Carol Ng Man-yee, chairwoman of the Confederation of Trade Unions (CTU), said over the past 10 years there was an 18 per cent gap between the increase in productivity and the rise in pay in real terms for staff.
On Sunday, Ng also told bosses they should not try to use the US-China trade war as an excuse to rein in staff pay, and any wage rise below the CTU’s recommendation would adversely affect employee morale.
According to Ng, taking into account the latest official estimate of 2.4 per cent actual GDP growth, an inflation rate of 2.7 per cent, and an estimated 3.2 per cent growth in the consumer price index, the CTU believed a pay rise of 5.5 per cent increase would be reasonable.
“The 18 per cent difference between real wage growth and productivity growth over the past 10 years has reflected the fact that the city’s employees have failed to enjoy the economic benefits they contributed,” she said.
“Our proposed pay rise of 5.5 per cent for next year is reasonable. Any pay rise below this rate will only undermine staff morale.”
Despite the threat of the US-China trade war, the CTU’s research also found that companies recorded lucrative profits this year, with some reporting double-digit growth, including Swire Pacific, which increased its profits 11 per cent to HK$13.5 billion (US$1.73 billion), and a stunning 29 per cent increase recorded by Hang Seng Bank to HK$12.6 billion for the first half of this year.

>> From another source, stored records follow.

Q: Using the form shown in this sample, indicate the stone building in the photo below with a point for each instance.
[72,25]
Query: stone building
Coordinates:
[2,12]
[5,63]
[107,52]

Sun Hung Kai Properties reported an annual profit of almost HK$50 billion for this year, up 19.6 per cent over the previous financial year.
Ng also warned local employers against using any excuses such as the trade war to curb pay rises.
“In the past, even in good times, local enterprises liked to use different excuses to curb pay rise levels. So far, no one can predict the real impact of the trade war on Hong Kong’s economy, so local employers should stop using it as an excuse,” she said.
CTU general secretary Lee Cheuk-yan agreed, and said if employees were continuously exploited, social discontent would boil over.
Ng also called for the pay rise to apply to overall income, as some employers only applied increases to basic salary, excluding commissions and allowances. But, for those employees, their basic salary only accounted for about 40 per cent of their overall monthly wage.
“We have learned from many staff unions that some firms are very cunning, and they divided staff pay into basic salary, and commissions and allowances,” she said.
“However, the annual pay rise was only applied to the basic salary. It makes their overall pay rise actually less than 1 per cent a year.”
Wong Wai-kit, of Vitasoy Employees Union, said he had worked for the company for about 10 years as a transport worker, but the annual pay rise only applied to his basic salary, which was about HK$8,000 at present.
Wong, who earned more than HK$15,000 a month, including about HK$6,000 monthly commission based on the workload, and over HK$1,000 allowance, the annual pay rise meant he was only able to get a wage rise of a few hundred dollars over the past 10 years.
Vitasoy posted growth of 25 per cent in gross profits to HK$2.4 billion in its latest earnings report, citing higher sales.
Cheung Chun-wah, chairman of Hong Kong Nestle Workers Union, also called for an annual rise to apply to overall pay, not just to their basic salary of HK$8,000 a month, which accounted for only half of their monthly wage.